IRCopilot: Automated Incident Response with Large Language Models
Xihuan Lin, Jie Zhang, Gelei Deng, Tianzhe Liu, Tianwei Zhang, Qing Guo, Riqing Chen
TL;DR
This work tackles the challenge of automating incident response in modern, complex networks by developing IRBench, a comprehensive IR benchmark, and IRCopilot, a multi-agent LLM system that simulates real-world blue-team collaboration using Planner, Generator, Reflector, and Analyst components. IRBench rigorously evaluates LLMs across three IR stages with 12 objectives and 130 subtasks drawn from TryHackMe, XuanJi, and ZGSF, revealing limitations in current models such as hallucinations and incomplete guidance. IRCopilot addresses these issues by introducing an Incident Response Tree (IRT) and a structured, phase-based architecture that improves sub-task completion and practical applicability, achieving substantial gains over baseline LLMs and demonstrating effectiveness in real-world attack scenarios. The study also provides a detailed efficiency and ablation analysis, showing the trade-offs between reasoning overhead and task coverage, and identifies failure modes to guide future improvements. Overall, the paper demonstrates the viability of LLM-driven automated IR and lays groundwork for robust, scalable cyber defense automation.
Abstract
Incident response plays a pivotal role in mitigating the impact of cyber attacks. In recent years, the intensity and complexity of global cyber threats have grown significantly, making it increasingly challenging for traditional threat detection and incident response methods to operate effectively in complex network environments. While Large Language Models (LLMs) have shown great potential in early threat detection, their capabilities remain limited when it comes to automated incident response after an intrusion. To address this gap, we construct an incremental benchmark based on real-world incident response tasks to thoroughly evaluate the performance of LLMs in this domain. Our analysis reveals several key challenges that hinder the practical application of contemporary LLMs, including context loss, hallucinations, privacy protection concerns, and their limited ability to provide accurate, context-specific recommendations. In response to these challenges, we propose IRCopilot, a novel framework for automated incident response powered by LLMs. IRCopilot mimics the three dynamic phases of a real-world incident response team using four collaborative LLM-based session components.

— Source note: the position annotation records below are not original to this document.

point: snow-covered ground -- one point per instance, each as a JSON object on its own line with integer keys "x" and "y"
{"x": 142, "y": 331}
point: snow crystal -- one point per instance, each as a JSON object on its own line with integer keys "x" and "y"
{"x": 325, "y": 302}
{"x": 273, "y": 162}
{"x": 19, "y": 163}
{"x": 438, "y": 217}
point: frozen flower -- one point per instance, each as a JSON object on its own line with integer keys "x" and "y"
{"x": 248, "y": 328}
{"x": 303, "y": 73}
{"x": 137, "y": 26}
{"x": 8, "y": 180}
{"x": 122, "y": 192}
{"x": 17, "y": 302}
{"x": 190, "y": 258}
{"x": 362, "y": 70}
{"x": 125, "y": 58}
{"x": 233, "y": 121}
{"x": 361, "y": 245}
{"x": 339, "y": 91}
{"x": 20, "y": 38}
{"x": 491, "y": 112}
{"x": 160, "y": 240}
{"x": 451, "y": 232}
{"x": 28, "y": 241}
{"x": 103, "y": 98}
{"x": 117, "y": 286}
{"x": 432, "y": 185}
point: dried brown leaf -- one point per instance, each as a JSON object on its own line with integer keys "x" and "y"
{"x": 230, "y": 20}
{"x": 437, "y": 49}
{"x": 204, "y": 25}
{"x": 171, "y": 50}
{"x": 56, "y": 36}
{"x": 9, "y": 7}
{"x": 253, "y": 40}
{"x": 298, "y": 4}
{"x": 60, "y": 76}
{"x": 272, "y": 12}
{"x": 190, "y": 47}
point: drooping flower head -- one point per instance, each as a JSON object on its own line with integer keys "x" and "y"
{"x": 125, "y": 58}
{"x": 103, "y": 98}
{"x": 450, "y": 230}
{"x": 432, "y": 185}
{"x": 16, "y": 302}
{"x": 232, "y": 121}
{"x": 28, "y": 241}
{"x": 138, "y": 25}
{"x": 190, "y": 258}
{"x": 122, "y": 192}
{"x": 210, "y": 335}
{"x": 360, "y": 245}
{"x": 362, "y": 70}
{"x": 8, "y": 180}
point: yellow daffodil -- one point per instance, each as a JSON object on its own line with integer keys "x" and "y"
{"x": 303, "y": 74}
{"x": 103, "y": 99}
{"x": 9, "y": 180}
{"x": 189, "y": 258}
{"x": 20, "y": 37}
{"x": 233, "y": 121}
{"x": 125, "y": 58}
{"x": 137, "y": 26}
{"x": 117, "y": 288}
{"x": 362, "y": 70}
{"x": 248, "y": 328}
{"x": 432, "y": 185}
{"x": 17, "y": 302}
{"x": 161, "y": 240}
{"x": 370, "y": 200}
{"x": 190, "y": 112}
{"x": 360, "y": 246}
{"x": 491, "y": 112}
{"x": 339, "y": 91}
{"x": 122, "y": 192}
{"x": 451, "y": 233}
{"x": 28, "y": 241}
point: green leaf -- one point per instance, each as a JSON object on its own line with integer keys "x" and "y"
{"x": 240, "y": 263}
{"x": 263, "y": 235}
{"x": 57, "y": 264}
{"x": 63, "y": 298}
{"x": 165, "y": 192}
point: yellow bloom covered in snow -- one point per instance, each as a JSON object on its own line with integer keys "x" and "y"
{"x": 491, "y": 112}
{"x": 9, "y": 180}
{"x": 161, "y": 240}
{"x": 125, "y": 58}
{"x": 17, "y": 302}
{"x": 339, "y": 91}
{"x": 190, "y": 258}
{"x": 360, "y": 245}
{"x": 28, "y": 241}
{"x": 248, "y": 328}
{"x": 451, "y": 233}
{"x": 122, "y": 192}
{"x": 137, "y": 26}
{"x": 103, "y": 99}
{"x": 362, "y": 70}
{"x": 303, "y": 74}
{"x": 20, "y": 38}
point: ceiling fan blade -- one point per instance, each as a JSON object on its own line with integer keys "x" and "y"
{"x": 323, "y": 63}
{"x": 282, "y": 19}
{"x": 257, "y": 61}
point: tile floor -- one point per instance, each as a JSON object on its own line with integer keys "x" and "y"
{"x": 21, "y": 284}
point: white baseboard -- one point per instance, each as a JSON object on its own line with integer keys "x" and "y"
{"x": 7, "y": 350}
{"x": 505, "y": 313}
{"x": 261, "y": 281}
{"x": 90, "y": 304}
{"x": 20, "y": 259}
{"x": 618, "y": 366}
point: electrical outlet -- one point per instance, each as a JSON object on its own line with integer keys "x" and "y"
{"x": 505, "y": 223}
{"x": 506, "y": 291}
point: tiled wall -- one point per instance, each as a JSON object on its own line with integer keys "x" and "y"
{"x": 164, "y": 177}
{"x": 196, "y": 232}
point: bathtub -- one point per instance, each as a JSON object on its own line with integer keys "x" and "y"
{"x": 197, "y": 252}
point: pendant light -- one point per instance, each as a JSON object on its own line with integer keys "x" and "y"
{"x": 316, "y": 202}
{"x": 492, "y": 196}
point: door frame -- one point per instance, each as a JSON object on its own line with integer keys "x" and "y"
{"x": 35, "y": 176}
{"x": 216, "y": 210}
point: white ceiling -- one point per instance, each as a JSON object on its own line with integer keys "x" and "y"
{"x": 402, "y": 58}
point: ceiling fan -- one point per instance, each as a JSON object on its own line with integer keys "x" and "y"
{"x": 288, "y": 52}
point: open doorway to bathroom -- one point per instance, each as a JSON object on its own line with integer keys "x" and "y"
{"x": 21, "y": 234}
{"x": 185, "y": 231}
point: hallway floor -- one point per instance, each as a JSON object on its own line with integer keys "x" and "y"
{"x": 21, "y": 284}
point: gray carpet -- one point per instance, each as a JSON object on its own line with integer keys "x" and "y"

These components are designed with clear divisions of responsibility, reducing issues such as hallucinations and context loss. Our method leverages diverse prompt designs and strategic responsibility segmentation, significantly improving the system's practicality and efficiency. Experimental results demonstrate that IRCopilot outperforms baseline LLMs across key benchmarks, achieving sub-task completion rates of 150%, 138%, 136%, 119%, and 114% for various response tasks. Moreover, IRCopilot exhibits robust performance on public incident response platforms and in real-world attack scenarios, showcasing its strong applicability.